Museo Reina Sofía
El Guernica
Cuando Picasso pintó el Guernica estaba calentando la cama a tres mujeres. El mortal Picasso reflejó el dolor mujer que sentía a su alrededor mientras Dora Maar documentaba la hercúlea obra de su hombre. Tal vez por eso los expertos dan una visión un tanto feminista a ese gigante. La excelente exposición que se puede ver en el Reina Sofía explica cómo llegó el genio al cuadro de los cuadros pero no da ninguna pista de si esa pintura valió para algo más que para convertirse en un icono de la paz como el tiempo ha demostrado, un póster en la conciencia de Occidente, el estribillo pop en una cadencia de metralla. Picasso no evitó ninguna guerra porque los que se arrodillan ante él son ya antibelicistas. Los que cargan cañones no saben qué cojones significa una cabeza de caballo más que las que dejaba en la cama El Padrino. El Guernica es un gran mural que no tiene precio pero demuestra por desgracia lo poco que puede hacer el arte de nuestro tiempo por cambiar el mundo.

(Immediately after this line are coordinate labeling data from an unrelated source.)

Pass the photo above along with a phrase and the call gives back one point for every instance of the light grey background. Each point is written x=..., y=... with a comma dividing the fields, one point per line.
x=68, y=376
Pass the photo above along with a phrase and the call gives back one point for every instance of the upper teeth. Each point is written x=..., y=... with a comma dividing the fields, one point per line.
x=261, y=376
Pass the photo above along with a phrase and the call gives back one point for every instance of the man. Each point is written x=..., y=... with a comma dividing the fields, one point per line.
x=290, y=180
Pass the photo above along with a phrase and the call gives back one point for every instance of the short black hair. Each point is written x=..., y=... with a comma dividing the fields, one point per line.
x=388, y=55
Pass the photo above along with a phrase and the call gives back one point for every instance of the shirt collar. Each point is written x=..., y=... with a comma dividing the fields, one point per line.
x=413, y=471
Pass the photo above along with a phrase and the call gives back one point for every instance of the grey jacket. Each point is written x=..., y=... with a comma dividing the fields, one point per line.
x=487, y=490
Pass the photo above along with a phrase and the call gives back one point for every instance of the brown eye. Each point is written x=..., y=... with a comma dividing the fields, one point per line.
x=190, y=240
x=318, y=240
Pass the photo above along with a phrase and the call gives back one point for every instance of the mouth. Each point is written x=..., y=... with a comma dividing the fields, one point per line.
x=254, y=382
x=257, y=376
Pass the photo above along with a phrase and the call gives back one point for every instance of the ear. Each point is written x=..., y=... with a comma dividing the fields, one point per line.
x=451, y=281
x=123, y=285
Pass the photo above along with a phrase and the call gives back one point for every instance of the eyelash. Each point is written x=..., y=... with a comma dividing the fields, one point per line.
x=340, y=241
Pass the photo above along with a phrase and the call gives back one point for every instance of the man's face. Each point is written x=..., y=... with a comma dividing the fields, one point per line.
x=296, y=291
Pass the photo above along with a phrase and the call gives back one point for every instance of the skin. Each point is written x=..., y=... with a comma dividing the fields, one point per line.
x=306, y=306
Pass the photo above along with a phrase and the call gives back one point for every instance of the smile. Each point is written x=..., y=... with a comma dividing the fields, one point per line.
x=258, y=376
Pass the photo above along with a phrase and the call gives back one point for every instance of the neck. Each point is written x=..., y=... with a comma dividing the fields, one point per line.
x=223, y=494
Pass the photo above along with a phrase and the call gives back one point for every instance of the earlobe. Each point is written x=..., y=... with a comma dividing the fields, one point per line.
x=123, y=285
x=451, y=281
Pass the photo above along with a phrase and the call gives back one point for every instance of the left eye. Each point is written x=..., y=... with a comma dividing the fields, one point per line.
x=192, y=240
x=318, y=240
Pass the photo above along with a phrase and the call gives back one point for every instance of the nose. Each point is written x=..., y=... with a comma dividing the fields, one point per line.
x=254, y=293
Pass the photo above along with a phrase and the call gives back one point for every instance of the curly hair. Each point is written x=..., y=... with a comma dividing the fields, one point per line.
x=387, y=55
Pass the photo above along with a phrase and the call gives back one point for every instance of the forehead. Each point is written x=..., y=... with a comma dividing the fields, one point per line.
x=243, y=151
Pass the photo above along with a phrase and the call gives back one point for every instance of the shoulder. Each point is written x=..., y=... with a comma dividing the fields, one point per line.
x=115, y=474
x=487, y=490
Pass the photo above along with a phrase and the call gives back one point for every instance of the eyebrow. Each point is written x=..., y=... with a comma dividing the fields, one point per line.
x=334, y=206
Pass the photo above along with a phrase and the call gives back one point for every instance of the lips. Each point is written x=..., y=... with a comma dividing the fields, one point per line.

Los nazis que pisaban los talones al malagueño siguen enseñando los dientes en Europa. Las vanguardias se murieron y trajeron otras corrientes. Ni Picasso ni «Senderos de gloria» ni «Apocalipsis Now» terminaron con las trincheras, aunque ahora no estén en el corazón de Europa. Todavía. El Guernica es un lamento en sí mismo por lo que no puede conseguir, un gatillazo del priápico Picasso, un grito de impotencia. He ahí su auténtica razón de ser. La cultura modela el mundo para el que la consume y la entiende. Fuera de ese entorno está el abismo. Picasso parece decir que, a pesar de su talento, la violencia está tan asimilada a la hora del telediario que estamos inmunizados ante la barbarie, lo que nos hace bárbaros también. No puede hacer nada más que pintar con una rabia que se retroalimentará generación tras generación como parte de una energía negativa y atroz. El Guernica no puede evitar la muerte y el sufrimiento de los inocentes. Uno sale de la exposición con la idea cultureta de que ha visto un trabajo magnífico aunque cuando encarrila el camino hacia Atocha se pregunta si algo hubiera cambiado de no existir esa obra maestra. O si las cosas serían diferentes si en vez de esos viandantes paseara un personal de atrezzo, o sea, si nuestra propia existencia ha cambiado en algún sentido el rumbo de la historia.
Los muertos siguen quejándose a nuestro paso de haberlos dejado partir, y lo que tal vez sea peor, sin engalanar la barca o quitándoles honores por no estar en el bando que en este momento manda, como si ellos hubieran tenido la oportunidad de elegir. Uno se alegra de que «el último exiliado» esté a buen recaudo. Así debe ser. Lo que está por ver es si estaríamos decididos a defenderlo, y de qué manera, si el toro embiste y la madre llora de nuevo.